Ökonomie immer bestimmender für das Sein
Die ungarische Verwaltung betreffe ihn zwar kaum, dennoch machte er eine interessante Erfahrung, als er sich für sein Finanzamt in Münster eine ungarische Steuernummer auf einem europäischen Formular besorgen musste: „Als ich meinem Sachbearbeiter in Münster erklärte, dass so etwas in Ungarn bestimmt nicht sofort zu lösen sei, sagte dieser: „Stimmt, ich gebe Ihnen eine Frist von acht Wochen.“ Er kannte vermutlich schon die hiesigen Verwaltungsumstände.“ Hierzulande sei seinem Gefühl nach eine transparentere Verwaltung schwieriger zu errichten. Diese würde hier nicht nur dienen und organisieren, sondern oft auch herrschen. In einem Land mit einer so kurzen Geschichte der Bürgerbewegung sei eine Vormachtstellung der öffentlichen Institutionen nicht gut für die Menschen. „So werden Konflikte in der Gesellschaft eher zementiert als gelöst“, kritisiert Stratmann. Ökologische Themen würden ebenfalls oft ökonomischen Gesetzen untergeordnet. „Der Markt bestimmt das Sein, selbst in der Politik, die doch eigentlich über ihm stehen müsste“, formuliert er, „da stehen einem als Theologen oft die Haare zu Berge. Die Politik muss sich ihre Gestaltungskraft wieder zurückholen.“
Umwelt sei genauso eine Gestaltungsmaxime der Politik wie Bildung, Kultur oder eben Religion, die alle nicht marktkonform sein könnten.
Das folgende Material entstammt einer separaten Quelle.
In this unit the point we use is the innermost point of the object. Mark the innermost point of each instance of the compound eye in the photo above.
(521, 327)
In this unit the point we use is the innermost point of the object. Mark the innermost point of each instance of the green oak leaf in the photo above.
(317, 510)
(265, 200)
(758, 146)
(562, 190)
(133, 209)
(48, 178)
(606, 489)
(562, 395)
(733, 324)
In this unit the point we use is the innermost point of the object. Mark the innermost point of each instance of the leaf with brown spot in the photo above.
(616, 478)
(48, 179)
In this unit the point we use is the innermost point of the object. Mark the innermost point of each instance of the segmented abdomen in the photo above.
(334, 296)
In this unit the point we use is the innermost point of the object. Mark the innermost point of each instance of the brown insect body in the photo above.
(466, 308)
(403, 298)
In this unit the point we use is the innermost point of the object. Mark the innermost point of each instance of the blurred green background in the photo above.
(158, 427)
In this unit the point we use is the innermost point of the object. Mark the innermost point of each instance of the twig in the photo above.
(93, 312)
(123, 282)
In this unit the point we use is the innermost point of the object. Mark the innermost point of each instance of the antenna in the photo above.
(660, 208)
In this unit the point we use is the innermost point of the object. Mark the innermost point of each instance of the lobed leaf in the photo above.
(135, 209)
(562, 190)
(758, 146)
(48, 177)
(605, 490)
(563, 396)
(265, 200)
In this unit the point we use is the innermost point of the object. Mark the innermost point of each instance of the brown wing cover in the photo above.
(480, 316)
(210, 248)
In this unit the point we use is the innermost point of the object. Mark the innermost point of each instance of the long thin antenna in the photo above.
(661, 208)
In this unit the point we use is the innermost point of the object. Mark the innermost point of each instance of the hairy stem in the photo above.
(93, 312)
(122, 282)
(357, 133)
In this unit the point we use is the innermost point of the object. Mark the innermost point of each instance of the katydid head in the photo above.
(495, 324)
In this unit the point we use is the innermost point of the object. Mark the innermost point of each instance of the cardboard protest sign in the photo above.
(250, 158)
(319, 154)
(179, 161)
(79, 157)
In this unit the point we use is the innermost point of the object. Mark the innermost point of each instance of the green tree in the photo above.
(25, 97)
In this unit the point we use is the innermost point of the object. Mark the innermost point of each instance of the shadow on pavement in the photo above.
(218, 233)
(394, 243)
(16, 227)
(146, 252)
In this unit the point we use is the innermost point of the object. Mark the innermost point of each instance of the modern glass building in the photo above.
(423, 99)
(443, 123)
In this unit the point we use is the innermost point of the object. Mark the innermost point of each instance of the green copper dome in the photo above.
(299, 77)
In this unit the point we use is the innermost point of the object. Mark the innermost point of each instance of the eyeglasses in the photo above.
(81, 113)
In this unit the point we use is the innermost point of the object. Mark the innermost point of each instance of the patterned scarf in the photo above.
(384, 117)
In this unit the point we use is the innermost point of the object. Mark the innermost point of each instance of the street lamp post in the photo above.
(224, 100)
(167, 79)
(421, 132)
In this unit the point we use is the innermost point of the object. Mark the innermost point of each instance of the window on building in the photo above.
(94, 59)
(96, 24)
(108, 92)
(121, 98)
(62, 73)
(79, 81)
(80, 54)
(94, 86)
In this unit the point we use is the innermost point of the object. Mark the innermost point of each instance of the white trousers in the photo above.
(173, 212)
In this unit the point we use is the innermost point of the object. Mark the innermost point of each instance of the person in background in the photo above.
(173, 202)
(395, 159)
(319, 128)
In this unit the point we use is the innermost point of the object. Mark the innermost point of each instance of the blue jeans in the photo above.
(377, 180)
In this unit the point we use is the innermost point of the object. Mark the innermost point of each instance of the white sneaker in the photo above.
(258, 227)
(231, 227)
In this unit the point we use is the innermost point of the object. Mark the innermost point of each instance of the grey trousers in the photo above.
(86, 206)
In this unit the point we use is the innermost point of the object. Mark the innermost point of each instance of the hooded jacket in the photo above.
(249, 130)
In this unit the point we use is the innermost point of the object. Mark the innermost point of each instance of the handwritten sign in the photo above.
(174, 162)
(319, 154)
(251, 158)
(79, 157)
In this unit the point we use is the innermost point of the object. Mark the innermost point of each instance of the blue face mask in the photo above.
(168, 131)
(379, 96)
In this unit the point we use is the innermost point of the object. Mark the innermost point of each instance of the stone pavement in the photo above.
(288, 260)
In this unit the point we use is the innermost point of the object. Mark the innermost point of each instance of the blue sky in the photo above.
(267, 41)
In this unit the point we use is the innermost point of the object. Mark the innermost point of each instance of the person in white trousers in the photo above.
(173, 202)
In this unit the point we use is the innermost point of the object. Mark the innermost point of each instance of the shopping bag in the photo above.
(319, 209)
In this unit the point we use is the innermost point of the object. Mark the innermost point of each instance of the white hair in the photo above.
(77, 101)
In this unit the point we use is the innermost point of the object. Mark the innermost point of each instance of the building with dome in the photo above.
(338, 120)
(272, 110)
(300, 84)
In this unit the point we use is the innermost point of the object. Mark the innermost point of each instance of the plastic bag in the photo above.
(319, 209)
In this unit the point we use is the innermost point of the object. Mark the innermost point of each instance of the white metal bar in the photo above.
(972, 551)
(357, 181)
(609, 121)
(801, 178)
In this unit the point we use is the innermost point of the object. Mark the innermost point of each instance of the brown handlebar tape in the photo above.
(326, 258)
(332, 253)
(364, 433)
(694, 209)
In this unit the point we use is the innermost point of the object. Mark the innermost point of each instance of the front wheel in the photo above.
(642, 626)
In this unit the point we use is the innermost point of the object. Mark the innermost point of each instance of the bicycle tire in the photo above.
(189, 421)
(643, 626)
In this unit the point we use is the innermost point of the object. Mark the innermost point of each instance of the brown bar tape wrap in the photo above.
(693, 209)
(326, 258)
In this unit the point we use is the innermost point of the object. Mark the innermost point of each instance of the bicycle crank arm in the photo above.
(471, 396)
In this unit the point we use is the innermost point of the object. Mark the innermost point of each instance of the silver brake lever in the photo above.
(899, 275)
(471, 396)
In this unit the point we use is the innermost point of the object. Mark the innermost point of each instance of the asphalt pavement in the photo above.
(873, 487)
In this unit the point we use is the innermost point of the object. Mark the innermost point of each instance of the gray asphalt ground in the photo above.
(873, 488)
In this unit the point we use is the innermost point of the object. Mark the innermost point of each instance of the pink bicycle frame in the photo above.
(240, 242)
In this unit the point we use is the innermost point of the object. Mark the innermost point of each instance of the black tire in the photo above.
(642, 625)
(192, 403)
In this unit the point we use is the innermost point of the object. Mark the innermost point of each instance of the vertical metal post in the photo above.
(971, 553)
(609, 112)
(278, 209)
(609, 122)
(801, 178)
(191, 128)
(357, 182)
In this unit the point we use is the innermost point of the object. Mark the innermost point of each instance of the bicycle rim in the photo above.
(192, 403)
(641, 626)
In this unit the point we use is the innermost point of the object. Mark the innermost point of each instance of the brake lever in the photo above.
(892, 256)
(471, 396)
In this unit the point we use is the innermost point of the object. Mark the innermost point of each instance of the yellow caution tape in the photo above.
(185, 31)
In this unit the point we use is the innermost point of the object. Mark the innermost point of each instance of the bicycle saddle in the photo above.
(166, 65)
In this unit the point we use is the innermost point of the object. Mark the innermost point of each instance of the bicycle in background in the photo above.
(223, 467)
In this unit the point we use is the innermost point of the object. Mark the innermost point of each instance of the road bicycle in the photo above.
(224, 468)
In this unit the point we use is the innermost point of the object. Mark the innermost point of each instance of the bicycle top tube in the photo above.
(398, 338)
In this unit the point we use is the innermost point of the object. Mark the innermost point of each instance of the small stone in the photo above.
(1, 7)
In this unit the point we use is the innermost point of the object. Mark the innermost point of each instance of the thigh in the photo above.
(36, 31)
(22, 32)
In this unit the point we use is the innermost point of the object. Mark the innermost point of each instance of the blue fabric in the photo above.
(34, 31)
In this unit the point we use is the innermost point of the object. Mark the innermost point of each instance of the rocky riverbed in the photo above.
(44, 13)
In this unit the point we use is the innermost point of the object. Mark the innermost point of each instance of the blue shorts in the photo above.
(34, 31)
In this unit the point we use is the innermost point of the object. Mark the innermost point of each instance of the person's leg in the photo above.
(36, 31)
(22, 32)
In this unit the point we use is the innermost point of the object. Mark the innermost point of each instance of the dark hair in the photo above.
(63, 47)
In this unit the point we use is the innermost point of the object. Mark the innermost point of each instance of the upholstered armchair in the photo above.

Europas Politiker würden oft gar nicht mehr genau wahrnehmen, wie sehr das ökonomische Denken inzwischen in alle Bereiche des öffentlichen Lebens gedrungen sei, oft als alleiniges Gestaltungsprinzip. Der ungarische Staat hat seiner Meinung nach etwa beim Kirchengesetz nach solchen ökonomischen Gesichtspunkten gehandelt. „Das wird sich irgendwann rächen“, meint der Pfarrer, „wir haben dies bereits bei den Banken gesehen. Trotzdem machen diese fröhlich weiter wie bisher, ohne Demut und voller Gier.“ Weihnachten werde er zwar entgegen vieler Einladungen wie gewohnt alleine verbringen. Aber er sei gerne der Einladung des Deutschen Wirtschaftclubs in Budapest gefolgt und werde dessen Weihnachtsfeier mit einem Auftritt unterstützen.. „2016 läuft mein hiesiger Vertrag aus. Dann werde ich, so denke ich, Ungarn verlassen. Bis dahin will ich versuchen, noch stärker im sozialen Bereich mitzuwirken“, blickt der Pfarrer in die Zukunft.